“…and that’s why Mr. Abernathy is definitely evil!” The emphatic way Lyn said it made Leo jump.
“What?” he asked cautiously, not understanding where his best friend had been for the past few minutes. He had been researching the blue symbol on the van that had been so hard to see from Lyn’s bedroom window. But Lyn had begun to rant about the book she was reading. Callie didn’t listen to her earlier, so she wanted to see if Leo would. Usually, he’d be all for that, but this was more important. And Lyn knew that.
“That’s okay,” she assured him. “I’ll catch you up later. For now, though,” she said, changing the subject quickly, “I want to hear what you’ve found!” She sounded energetic as she said this. It was as if almost being kidnapped happened every day.

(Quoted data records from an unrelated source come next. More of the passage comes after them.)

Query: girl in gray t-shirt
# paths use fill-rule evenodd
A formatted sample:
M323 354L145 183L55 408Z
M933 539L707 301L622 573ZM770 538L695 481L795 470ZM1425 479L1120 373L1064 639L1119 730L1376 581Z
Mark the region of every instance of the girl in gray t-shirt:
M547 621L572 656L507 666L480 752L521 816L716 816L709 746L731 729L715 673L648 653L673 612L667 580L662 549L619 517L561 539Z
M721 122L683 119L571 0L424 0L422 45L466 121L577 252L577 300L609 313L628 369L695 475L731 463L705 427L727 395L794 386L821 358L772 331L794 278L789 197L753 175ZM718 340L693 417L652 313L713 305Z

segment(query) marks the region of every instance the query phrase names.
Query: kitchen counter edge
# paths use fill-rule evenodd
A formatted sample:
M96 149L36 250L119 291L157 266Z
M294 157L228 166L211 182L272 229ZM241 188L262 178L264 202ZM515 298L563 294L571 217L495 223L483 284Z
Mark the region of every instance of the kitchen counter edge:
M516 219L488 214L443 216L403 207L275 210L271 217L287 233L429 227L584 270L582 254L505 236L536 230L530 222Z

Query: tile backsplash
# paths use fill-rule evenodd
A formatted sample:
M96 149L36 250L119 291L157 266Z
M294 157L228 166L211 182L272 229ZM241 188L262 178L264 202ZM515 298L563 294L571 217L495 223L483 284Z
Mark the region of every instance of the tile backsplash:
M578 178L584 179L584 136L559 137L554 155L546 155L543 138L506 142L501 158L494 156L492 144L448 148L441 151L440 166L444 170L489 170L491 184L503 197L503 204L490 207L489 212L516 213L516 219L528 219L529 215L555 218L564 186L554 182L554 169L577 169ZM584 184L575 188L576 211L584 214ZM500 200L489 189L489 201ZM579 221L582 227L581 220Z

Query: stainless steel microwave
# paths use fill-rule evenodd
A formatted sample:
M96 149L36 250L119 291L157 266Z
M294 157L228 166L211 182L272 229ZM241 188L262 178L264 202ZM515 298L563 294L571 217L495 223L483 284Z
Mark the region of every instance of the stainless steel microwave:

“Oh! Well, uh…” Leo thought over what he had found and tried to tie it all together in the best way possible. “Ok, so the guys in the van work for a company called Buy ’N Large, and someone in our house knows something about them that they don’t want the public to know, so they sent tweedle-dumb and tweedle-dumber to kidnap the one that knows and make sure the secret doesn’t get out. So now, we just have to figure out who knows the information they don’t want the public to have so we can keep them safe…” Leo trails off looking up at Lyn’s perplexed face. He tried to figure out what was going on in that brain of hers, but couldn’t even begin to guess.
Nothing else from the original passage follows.